Я право быть ему самим собой
нелепо отнимаю не по праву,
как будто должен быть его судьёй
свод соответствий моему лишь нраву.
Мне за себя неловко в энный раз,
что выбрал роль ну прямо идеала,
явив свои сужденья напоказ,
как будто бы нарочно для скандала.
И, стало быть, уже и ни к чему
мои весьма крутые инвективы?
Ужель они никчёмны потому,
что эти инвективы субъективны?
Ужель времён сегодняшних бедлам
и впредь сгущаться будет мраком подлым,
чтоб ныне благоденствующий хам
в нём чувствовал себя витией гордым?
Ужель опять пиара небосклон
займёт герой наш в роли прозорливца?
А как же вкус дурной, которым он
грешил?

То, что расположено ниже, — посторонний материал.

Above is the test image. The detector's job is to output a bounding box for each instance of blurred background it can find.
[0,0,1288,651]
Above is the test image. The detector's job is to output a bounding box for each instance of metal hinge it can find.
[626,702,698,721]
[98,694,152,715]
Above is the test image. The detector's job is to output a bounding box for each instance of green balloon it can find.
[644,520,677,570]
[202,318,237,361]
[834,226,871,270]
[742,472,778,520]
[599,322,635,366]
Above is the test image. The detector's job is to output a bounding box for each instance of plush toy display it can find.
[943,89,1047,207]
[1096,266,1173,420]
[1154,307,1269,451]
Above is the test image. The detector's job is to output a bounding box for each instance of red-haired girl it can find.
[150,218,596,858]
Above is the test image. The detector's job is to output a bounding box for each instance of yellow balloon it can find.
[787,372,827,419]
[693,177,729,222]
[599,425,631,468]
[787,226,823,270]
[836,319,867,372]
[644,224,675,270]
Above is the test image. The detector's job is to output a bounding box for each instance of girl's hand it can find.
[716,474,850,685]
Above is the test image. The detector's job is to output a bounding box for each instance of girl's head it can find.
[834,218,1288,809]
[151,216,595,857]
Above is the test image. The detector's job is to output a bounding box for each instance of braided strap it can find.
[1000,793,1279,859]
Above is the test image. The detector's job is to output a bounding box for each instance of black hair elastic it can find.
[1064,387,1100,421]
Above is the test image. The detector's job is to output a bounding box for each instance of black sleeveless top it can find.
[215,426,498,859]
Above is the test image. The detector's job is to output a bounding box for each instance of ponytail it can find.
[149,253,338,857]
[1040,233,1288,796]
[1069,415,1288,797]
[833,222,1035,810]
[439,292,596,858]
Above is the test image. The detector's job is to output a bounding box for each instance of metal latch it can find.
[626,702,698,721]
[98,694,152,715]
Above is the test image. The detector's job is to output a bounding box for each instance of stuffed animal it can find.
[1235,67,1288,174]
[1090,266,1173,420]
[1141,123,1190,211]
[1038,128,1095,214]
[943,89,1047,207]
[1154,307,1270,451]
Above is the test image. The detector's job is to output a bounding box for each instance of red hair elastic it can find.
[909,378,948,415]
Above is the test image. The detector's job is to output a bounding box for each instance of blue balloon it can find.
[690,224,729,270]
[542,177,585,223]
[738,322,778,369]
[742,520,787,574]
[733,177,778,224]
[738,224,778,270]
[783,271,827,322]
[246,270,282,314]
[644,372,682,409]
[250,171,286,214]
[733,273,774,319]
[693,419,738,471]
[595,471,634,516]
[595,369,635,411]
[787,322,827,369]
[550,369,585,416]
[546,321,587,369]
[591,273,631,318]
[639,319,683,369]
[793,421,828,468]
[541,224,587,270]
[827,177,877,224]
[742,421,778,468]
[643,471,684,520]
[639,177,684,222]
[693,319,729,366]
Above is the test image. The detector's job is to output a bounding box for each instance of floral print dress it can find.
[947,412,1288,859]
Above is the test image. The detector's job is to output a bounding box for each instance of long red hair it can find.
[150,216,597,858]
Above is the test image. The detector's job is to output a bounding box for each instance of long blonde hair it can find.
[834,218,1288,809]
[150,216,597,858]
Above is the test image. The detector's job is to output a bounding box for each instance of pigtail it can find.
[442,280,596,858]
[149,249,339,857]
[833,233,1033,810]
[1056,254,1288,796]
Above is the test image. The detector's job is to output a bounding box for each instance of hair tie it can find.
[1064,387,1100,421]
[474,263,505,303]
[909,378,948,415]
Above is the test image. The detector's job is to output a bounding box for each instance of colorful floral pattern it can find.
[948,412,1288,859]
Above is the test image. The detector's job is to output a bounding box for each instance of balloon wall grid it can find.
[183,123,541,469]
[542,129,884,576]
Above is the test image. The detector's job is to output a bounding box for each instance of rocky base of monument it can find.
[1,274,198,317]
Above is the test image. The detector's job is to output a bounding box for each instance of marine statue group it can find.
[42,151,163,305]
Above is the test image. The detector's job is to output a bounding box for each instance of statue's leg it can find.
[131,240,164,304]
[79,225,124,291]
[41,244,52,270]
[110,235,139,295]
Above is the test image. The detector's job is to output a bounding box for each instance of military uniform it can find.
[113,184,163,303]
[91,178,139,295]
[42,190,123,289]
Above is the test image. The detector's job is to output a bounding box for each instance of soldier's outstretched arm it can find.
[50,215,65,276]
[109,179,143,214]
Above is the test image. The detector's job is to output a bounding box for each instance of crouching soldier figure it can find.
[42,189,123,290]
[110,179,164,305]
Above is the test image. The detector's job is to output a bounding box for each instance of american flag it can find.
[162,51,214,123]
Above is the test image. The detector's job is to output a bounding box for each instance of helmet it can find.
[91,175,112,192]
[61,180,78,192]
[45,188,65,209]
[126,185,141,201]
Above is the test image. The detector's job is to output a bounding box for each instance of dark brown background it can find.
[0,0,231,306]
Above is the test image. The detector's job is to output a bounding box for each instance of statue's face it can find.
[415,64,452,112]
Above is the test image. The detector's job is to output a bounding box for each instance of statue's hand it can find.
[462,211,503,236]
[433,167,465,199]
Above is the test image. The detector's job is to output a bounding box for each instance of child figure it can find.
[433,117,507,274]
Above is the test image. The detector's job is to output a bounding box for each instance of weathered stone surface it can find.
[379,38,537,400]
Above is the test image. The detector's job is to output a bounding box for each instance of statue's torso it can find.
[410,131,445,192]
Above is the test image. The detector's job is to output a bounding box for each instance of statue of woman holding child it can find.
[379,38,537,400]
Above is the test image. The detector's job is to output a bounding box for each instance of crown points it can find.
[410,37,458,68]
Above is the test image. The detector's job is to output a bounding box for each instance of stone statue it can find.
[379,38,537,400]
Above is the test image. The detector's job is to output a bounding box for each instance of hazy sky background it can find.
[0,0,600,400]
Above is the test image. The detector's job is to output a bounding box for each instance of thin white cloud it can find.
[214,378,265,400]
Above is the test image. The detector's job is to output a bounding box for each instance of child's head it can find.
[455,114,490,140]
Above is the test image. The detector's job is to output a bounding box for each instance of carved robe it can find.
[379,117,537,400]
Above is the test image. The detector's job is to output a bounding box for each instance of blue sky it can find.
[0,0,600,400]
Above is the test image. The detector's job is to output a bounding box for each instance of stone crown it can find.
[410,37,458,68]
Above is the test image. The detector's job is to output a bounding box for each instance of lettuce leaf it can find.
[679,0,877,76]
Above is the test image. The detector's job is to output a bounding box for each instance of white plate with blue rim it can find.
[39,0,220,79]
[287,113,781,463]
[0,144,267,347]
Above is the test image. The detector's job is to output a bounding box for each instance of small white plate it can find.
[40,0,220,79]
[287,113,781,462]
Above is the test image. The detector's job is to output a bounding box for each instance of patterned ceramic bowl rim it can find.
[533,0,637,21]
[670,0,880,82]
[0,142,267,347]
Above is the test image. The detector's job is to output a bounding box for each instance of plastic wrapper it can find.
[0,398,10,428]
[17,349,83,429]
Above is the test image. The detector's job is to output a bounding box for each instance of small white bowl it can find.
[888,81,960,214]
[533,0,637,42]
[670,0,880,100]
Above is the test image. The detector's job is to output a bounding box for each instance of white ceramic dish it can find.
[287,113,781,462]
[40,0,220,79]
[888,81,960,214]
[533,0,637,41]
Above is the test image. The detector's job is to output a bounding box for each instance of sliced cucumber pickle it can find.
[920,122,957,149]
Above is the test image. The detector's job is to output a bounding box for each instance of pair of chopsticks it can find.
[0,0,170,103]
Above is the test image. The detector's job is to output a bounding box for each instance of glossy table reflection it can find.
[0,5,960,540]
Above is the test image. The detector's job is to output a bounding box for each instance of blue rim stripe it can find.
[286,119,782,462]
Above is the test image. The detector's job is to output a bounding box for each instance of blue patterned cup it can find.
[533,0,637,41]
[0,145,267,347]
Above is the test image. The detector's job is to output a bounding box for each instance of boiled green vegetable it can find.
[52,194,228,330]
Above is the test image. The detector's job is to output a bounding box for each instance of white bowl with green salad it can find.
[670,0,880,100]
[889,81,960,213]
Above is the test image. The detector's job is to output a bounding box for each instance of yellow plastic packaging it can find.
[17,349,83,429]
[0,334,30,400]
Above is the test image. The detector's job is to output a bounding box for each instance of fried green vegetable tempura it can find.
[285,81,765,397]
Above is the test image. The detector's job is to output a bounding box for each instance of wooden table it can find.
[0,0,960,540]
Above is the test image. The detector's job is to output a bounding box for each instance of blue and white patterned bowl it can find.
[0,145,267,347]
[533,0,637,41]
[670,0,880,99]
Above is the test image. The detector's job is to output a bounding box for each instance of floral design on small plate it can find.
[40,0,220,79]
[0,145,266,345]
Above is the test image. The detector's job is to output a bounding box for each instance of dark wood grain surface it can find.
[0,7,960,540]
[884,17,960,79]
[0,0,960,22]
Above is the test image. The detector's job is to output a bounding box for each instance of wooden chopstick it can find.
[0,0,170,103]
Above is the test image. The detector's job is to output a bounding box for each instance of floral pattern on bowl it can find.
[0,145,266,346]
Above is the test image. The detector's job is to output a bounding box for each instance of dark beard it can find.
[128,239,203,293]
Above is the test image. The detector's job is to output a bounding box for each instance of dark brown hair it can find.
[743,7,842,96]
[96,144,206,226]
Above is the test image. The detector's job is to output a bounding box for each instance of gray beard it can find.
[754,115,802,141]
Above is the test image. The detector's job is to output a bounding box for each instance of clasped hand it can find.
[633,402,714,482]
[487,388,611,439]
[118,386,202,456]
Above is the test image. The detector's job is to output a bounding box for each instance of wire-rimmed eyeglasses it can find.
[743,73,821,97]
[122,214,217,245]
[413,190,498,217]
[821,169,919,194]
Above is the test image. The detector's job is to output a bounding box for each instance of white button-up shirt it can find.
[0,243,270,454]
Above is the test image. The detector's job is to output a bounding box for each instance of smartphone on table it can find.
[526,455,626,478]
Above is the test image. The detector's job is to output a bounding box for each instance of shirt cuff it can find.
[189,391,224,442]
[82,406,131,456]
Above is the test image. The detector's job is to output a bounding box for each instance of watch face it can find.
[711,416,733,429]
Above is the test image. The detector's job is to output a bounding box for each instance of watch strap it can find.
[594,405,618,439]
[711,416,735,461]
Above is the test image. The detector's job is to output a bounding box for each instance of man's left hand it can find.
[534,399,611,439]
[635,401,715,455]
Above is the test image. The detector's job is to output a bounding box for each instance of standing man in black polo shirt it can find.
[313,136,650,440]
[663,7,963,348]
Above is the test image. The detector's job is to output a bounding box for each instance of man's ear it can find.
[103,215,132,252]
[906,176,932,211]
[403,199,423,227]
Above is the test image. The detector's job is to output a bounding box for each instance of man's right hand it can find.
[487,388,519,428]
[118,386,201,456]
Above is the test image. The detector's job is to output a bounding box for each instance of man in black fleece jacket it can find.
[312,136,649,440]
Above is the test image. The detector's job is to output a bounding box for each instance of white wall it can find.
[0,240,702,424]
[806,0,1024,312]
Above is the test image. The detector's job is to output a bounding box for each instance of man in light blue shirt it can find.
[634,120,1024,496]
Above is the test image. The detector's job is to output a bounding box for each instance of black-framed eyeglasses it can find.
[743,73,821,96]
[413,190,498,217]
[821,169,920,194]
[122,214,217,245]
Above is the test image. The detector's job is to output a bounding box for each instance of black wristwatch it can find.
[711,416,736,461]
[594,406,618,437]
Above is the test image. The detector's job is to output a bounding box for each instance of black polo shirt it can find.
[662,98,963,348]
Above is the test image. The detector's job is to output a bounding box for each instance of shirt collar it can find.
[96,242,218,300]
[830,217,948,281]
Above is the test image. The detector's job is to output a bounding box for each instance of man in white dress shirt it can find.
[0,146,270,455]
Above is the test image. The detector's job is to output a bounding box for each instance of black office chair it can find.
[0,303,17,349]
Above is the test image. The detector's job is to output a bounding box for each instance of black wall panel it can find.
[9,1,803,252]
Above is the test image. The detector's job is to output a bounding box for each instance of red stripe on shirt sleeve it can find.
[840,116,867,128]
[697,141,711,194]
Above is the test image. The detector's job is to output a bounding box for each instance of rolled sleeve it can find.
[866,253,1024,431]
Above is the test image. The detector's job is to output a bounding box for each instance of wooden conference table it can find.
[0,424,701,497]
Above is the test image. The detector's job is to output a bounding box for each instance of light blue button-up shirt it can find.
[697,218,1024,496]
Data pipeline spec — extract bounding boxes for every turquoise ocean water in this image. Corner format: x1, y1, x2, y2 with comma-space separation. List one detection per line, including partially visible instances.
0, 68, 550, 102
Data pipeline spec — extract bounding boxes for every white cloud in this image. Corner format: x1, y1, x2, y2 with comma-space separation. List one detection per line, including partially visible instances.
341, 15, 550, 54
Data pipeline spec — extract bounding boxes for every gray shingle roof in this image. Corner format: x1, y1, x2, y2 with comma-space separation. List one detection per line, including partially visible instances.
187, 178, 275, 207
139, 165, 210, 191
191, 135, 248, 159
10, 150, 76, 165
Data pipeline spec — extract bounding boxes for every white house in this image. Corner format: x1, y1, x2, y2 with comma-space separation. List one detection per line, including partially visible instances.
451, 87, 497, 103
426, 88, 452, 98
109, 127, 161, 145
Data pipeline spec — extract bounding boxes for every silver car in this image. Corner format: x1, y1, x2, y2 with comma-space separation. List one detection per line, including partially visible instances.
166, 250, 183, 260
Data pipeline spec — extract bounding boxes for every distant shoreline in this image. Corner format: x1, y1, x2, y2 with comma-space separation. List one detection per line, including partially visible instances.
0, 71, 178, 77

Неужто вкус мог измениться?
Иль это всё детали бытия,
коим не быть оттиснутым в скрижалях?
Но если честно, сути не тая, –
ведь дьявол-то и кроется в деталях…
Ужель не замечать возможно впредь
всё то, что моим взглядам так претило,
и нетерпимости изъян преодолеть?..
Тогда к чему вся эта, блин, комедь?
Ужель затем, чтоб всё закончить мило?
Мол, осенило, и я был не прав,
что лишнему позволил здесь излиться,
напрасно дров упрёков наломав,
чтоб притчей во языцех стать в столице.
Нет, всё не так. Историю сию
сподобив к покаянью, понимаю,
что заплутал у бездны на краю,
пройдя её по дерзостному краю,
и уяснив в который раз уже:
сближенье дарит разочарованье…
Не стоит забывать о рубеже,
стоящем на пути к чужой душе,
она – потёмки, где блуждать вотще,
и пусть её скрывает расстоянье.
Хотя ей и не спрятаться отнюдь
средь будней примелькавшегося хлама,
ибо она высвечивает суть
эпохи, что в плену триумфа хама.
От этого такая духота,
в которую опущена держава,
что выхода не видно ни черта,
вокруг – лишь деградации орава,
печальная, как тягостная весть,
как пароксизм манеры хамоватой,
когда хам наш насущный дан нам днесь
в лице элиты, подло виноватой
во всём, что со страной произошло
за годы 21-го столетья,
пытавшие утратами зело,
смешавшие, как микст, добро и зло,
взведя на царство кривды ремесло
и отхлеставшие трагедий адской плетью.